Un hombre se cuela en el Congreso
de los Diputados, atraviesa sin preguntas controles y puertas; se sienta en un
escaño antes de empezar el pleno del pasado martes. Alguien se da cuenta de que
es un intruso. Se levanta sin ofrecer resistencia. “Fue un acto de normalidad
ciudadana”, espetó al salir. Con la misma naturalidad que Julita, la secretaria
de Urdangarín, preguntó el otro día ante el juez Torres “¿qué hay de malo en
tener una cuenta en Suiza?”.
En realidad es la clase de
paranormalidad política a la que nos han acostumbrado los mayores que un día si
y otro también nos hacen comulgar con ruedas de molino, pretenden hacer del
error virtud y se han convertido en expertos de las justificaciones
injustificadas.
Me pregunto, por ejemplo, a quién
se puede uno quejar si el propio defensor del pueblo catalán ha hecho 50 viajes
oficiales en dos años a destinos internacionales como Bermudas, Canadá o Zambia,
lógicamente muy acordes geográficamente con su ámbito de actuación. El primer
impulso de denunciarlo a la Generalitat se desinfla tras comprobar que al
parecer están muy ocupados elaborando una base de datos de prostitutas y
clientes.
El ímpetu de recurrir a la
justicia es absolutamente inviable, ¿cómo van a censurar que este señor emule a
Willy Fog con dinero público cuando el propio Dívar se va de cena y hotel a
Marbella a la primera de cambio?
Recurrir al fiscal general del
Estado es otra misión inútil, porque éste también rechazó la denuncia contra el
jerifalte del poder judicial en un acto ya, por desgracia, de acostumbrada cobardía.
Esperar que el Gobierno de España
de un paso al frente y ataje la corrupción es otra utopía, teniendo en cuenta
que el ministro Guindos cree que investigar Bankia sería ejercer un “espíritu
vengativo” contra sus gestores, sus hermanos políticos.
Ni siquiera podemos pedirle
amparo al rey, ¡qué va a hacer su alteza real por nosotros, cuando él mismo se
fuga a África en compañía de su escopeta y de algunos otros alicientes!

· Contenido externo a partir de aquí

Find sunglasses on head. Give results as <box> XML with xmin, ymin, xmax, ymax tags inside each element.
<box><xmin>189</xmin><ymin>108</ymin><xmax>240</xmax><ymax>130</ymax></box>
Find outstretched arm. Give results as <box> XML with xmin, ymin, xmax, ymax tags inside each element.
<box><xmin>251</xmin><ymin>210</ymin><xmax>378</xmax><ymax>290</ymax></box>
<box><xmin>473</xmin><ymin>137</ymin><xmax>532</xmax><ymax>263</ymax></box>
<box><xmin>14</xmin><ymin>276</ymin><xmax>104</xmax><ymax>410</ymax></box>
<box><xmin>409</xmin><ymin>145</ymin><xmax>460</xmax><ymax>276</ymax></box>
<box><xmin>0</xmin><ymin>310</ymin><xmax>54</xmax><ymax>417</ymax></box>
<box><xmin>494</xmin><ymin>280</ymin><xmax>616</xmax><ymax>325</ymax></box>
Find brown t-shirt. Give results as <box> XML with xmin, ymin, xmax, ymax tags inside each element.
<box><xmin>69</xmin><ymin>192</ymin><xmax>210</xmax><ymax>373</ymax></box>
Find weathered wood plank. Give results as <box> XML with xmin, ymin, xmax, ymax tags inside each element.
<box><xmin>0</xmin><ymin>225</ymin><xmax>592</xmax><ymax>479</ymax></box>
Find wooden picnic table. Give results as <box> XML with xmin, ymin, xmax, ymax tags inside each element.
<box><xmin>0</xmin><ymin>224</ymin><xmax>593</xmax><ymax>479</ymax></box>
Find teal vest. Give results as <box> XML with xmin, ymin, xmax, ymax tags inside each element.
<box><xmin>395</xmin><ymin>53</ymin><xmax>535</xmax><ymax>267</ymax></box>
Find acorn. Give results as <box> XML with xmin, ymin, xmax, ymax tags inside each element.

Más allá de las fronteras,
tampoco hay margen para la esperanza cuando la directora del Fondo Monetario
Internacional, Christine Lagarde, va por ahí exigiendo a los griegos que paguen
impuestos y ella gana 380.000 euros anuales y no paga tributo alguno por su
cargo diplomático.
Si cometemos la ingenuidad de
mirar más allá, podemos tropezarnos con un Premio Nobel de la Paz, mister
Obama, que una vez al año decide a quién hay que matar. Primero fue Ben Laden y
ayer mismo el número dos de Al Qaeda, ataque que causó otros quince muertos más
que a nadie le importan ni le escandalizan, ni siquiera a la academia sueca que
le impuso la medalla de la precipitación.
Los más desasosegante es que hemos llegado a percibir como actos de
normalidad las corruptelas de quienes nos gobiernan y representan. Como los préstamos
de verano de Liberbank que –no es ninguna broma- ofrece créditos instantáneos de
entre 3.000 y 15.000 euros a devolver en seis años para que las familias afronten
el incremento de gastos que supone el verano.
Alguien dijo que en todos los hombres está presente la corrupción, que
solo es cuestión de cantidades. Y hemos superado la barrera del disparate.